Investing in Yasser Arafat

By Michael Kelly

December 2, 1998

 

THERE WAS A WONDERFUL MOMENT in the annals of diplomacy this week. Yasser Arafat, the president of the Palestinian Authority, had come to town to attend an international conference convened by the White House to raise a new pile of money to give to President Arafat. And the conference had gone splendidly.

Everyone had behaved perfectly fine; no one had so much as mentioned the inconvenient London Sunday Times story the day before, which said that the Palestinian Authority had swiped $20 million in British aid intended to build housing for the poor of Gaza, using the money instead to build luxury flats for Arafat's military and bureaucratic elite. After a day of pleasantries, representatives of 43 nations had pledged $3 billion in new aid to the Palestinian Authority, including an extra $400 million from the U.S. president. Arafat saw that it was good. "I am satisfied with the reality of this conference," he pronounced.
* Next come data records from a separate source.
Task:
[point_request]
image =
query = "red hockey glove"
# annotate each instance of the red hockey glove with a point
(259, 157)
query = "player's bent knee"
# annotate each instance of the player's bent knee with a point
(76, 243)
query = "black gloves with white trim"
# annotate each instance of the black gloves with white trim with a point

The reality? The reality is this: Since July 1, 1994, the day that Yasser Arafat arrived to take charge of Gaza, the international community has given the Palestinian Authority about $2.5 billion in aid. In that time, to the confoundment of confident predictions, life in Gaza became, for most people, even more poor, nasty, brutish, and short than it had been before the arrival of President Arafat. In the past four years, wage rates in Gaza have fallen 50 percent and unemployment has risen to highs of 50 percent; currently, it hovers at around 30 percent. The gross national product per Palestinian has declined by 35 percent. The number of Gazans legally working in Israel (where the jobs are) has fallen from a pre-Arafat figure of 116,000 to as low as 23,000. The percentage of goods manufactured in Gaza and marketed in the West Bank (where the consumers are) declined from about 50 percent to 2 percent by 1996. In the first two years of Arafat's rule, one-third of Gazan businesses folded. Foreign commercial investment in Gaza declined from $520 million in 1993 to below $300 million in 1997. The number of Palestinians living in poverty soared; one out of every four now lives below the poverty line.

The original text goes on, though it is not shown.